The other Bay member of the team is Greer Edilson, 16, a year 12 pupil from Havelock North High School.
Cameron is in her second year with the NZ U21s with Luke Anderson, of Christchurch, at the helm as coach. She plays in the position of charger, someone who forages for possession on the top end of the pitch.
The Hastings Girls' High School pupil plays for the Hurrikets in the A grade women's Bay competition.
Cameron relishes the adrenalin rush derived from targeting each other's canoes for that "contact sports" feel.
She took up canoe polo at intermediate level while attending St Mary's School. It helped that sister Emma, 19, was into it at a social grade level through HGHS.
The year 12 pupil has built a sense of affinity with her teammates which has become an integral part of establishing a culture within a culture of existence.
"I love the team dynamics and the team spirit that we have. It's unique because there aren't too many sports like it," she says.

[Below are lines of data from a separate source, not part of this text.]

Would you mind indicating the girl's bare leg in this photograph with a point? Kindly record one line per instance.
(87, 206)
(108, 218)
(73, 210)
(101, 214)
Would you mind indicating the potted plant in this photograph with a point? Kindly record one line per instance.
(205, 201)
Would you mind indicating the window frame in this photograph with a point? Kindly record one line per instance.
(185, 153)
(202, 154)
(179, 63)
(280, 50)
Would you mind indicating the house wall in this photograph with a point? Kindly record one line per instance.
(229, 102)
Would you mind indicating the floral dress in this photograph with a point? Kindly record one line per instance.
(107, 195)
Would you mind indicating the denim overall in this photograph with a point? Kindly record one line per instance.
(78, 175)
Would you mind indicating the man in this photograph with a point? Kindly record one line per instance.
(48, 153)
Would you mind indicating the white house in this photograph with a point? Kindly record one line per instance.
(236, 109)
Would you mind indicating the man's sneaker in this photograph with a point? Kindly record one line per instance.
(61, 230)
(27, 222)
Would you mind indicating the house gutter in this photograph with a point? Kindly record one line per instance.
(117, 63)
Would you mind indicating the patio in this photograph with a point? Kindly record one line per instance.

"It's just a really cool bunch of people and we all seem to get on really well. I think just because we're travelling a lot together we're so close and makes it fun to play with everyone."
To put in perspective, the team travels just about every weekend in what is a year-long season although January to June is the peak period.
"The last weekend I had at home was in January so I've been away training or at tournaments every other weekend since and it's all over the country from Auckland to Christchurch, pretty much."
Parents Donna, an accountant, and father Jeremy, an arborist, chauffeur her when she doesn't join a team car pool.
The commitment to canoe polo does eat into her study time.
"It's quite hard to balance school life with training and travelling," she says.
Cameron trains at Clive River and Pandora Pond in Napier although the latter venue has become inaccessible lately because of pollution. The annual Art Deco Canoe Polo Championship at the pond was moved to the Backpaddock Lake in Takapau late last month.
However, the canoe polo enthusiasts have set up a court on a pond at the Taumoana Showgrounds, the home of the Land Rover Horse of the Year Show staged last week.
However, she copes with the demands by training early in the mornings and fulfils her strength-and-conditioning programme obligations during her study spells in school at the nearby HB Regional Sports Park under teacher supervision.
"I then come home to do my homework but if I have a team training at night I have to go to that as well."
Occasionally she misses trainings to keep up with her academic pursuits.
"I have to work as hard as I can at school to create as much time as possible for canoe polo."
Attending university is on the agenda with a nutrition and sports psychology bent although she isn't sure what exactly that'll be.
At her maiden world champs, Cameron hopes to making the starting five in the team of seven but be a cog in the wheel of the team, regardless.
She represented New Zealand in the age-group grades at a tourney in Australia in whitewater slalom early this year.
"I was in the development squad so I was pretty much going there for the experience and I finished 43rd out of about 60 to 70 competitors," she says of her first major overseas competition in three years with slalom.
Cameron's father was a kayaker in his childhood days but believes her love for aquatic sport comes from within.